I thought it would be easy, as we had prepared for weeks but that wasn’t the case.
So we started talking about ‘school’ at the beginning of the year. I look after older children in the afternoon and we collect them from their school so she was aware of the concept of school. We chatted casually about how she would go to school when she was a little older.
During the summer we bought her a school bag, she picked out a new lunchbox and drink bottle and practiced opening and closing them and as September drew closer, we ordered name labels and she had great fun sticking them on everything.
This was all met with enthusiasm so I thought we were onto a winner.
Then came the weekend before and we had lots of chat about Monday being the first day of school and how after breakfast she would get dressed and go to school. Sunday bedtime was met with ‘don’t want to go to school’ and ‘where will you go when I’m at school?’ and so on.
On day one her Dad and I walked her to school, helped find her coat hook, where her bag went etc. and helped her find something to play with. This went well and we left.
Then came what I wasn’t expecting – my feelings of anxiety as I got home; I felt nauseous, I had a headache and my hands were shaking. Her Dad said he too felt strange, same nauseous feeling and just strange not to have her with us. It was clearly going to be a transition for all of us.
She came out three hours later jumping and singing. Relief all round!
Day two was a different story, tears from the moment she woke up and ‘I don’t want to go to school.’ I proceeded to get on with the morning and got ready as we had the morning before. We walked to school, just the two of us and we sang songs and jumped over cracks on the path and did my best to distract her.

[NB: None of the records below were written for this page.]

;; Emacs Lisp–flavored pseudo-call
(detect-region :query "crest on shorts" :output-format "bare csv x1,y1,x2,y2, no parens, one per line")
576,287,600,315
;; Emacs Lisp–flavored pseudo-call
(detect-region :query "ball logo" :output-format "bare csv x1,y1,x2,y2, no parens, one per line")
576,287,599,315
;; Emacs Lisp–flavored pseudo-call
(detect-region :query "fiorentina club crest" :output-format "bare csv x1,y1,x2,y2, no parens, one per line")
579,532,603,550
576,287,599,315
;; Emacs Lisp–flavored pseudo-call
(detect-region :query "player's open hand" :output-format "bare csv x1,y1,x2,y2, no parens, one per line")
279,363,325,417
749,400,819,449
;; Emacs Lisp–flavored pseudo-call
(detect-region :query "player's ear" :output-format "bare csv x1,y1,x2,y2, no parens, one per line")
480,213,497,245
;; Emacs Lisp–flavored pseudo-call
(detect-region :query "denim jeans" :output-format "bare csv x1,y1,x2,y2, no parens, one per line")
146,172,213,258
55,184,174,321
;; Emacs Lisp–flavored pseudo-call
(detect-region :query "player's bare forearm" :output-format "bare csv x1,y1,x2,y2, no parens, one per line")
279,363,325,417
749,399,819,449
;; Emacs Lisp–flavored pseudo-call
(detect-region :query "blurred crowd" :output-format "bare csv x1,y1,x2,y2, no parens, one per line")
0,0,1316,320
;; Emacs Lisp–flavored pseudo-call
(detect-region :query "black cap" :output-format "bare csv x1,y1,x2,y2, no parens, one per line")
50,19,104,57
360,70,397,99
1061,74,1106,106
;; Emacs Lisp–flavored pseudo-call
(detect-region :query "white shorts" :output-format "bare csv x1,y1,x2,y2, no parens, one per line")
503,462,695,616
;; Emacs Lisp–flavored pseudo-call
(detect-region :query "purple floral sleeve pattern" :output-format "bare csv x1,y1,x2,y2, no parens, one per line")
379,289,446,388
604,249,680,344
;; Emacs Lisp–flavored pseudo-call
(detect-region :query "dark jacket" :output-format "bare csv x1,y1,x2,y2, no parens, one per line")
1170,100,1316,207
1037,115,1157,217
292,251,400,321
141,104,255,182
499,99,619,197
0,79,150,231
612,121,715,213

Then came the moment of dread, she wailed and had to be prised from my arms. I left promptly and as I closed the door of the school I too cried.
It was very hard to let someone else comfort my child when I have been the one who’s been the main source of comfort in her life up to this point. The girls in the preschool are so lovely – gentle and kind and reassuring, and I know she is in really good hands. But it was hard for me to let her go. She has formed a bond with one teacher in particular it seems and mentions her a lot and says she wants a cuddle with her. I am so happy she has this comfort.
I found the first week as hard as she did, but I didn’t let her see it. I know she is so ready for this new stage of life, she’s clever and funny and such a fun little girl. She’s ready to make friends and start making her way into the world.
We’re on week three now and she happily goes into school waving me off and running to play with other children. As I left this morning, I saw herself and another child hugging then getting on with whatever they were going to do.
I am also finding my way. Up to now it was hard to know what to do, where to start. Do I tackle the mountain of laundry or start scrubbing the manky house? I did feel a bit overwhelmed initially. There wasn’t this feeling of having time to myself that everyone mentioned. But as time goes on I’m hoping to settle into my own routine. I plan on going to the gym (very important to me as it gives me huge headspace) and plan to tackle the house but not all at once.
I didn’t imagine it would be as difficult as it has been but I suppose all change is hard. But we’re taking it one day at a time.